Xchanges: The Complexities of Intersections, Racial Advocacy for Inclusion, Solidarity, and Equity (RAISE)'s first annual conference, opened up discussion on intersectionality and race among students on campus on March 23.

“Intersectionality is important to consider within every field of study, and we are trying to emulate this within out workshop offerings and keynote addresses at Xchanges,” said RAISE Advocacy Director Ethan Candler. “Engaging with these ideas of power structures, and bringing the knowledge of brilliant scholars into our everyday lives, we can use an intersectional lens to analyze everything we do in hopes of creating an equitable campus.”

Intersectionality is a concept that applies the unique and diverse experiences of people with different identities to work done in every field. For example, when considering the experiences of women, it is important to take race into account as well, since women of different races can have very different experiences.

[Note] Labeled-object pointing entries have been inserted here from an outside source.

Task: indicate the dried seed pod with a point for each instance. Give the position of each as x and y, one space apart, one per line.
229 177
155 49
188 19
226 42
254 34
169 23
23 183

“It's crucial to first understand the ways intersectionality impacts the lives of marginalized folks before trying to create a campus/institution that's equitable and inclusive to all students,” said Candler.

The event featured two keynote speakers: Kitchener Centre MPP Laura Mae Lindo, who is also the NDP Anti-Racism and Citizenship and Immigration critic, along with University of Waterloo Cognitive Neuroscience PhD student Robin Mazumder.

In addition, participants attended up to three workshop sessions where experts in a variety of fields such as politics, urban planning, activism, education, and health hosted talks on topics related to the main theme of the conference.

“I hope attendees of Xchanges are able to learn, share, and then create change in their own lives that works to address racism and xenophobia on campus and further,” said Candler. “Knowing that events like Xchanges, and all the work RAISE does, will leave lasting impacts on our campus that make the lives of future students better is the whole reason for doing this.”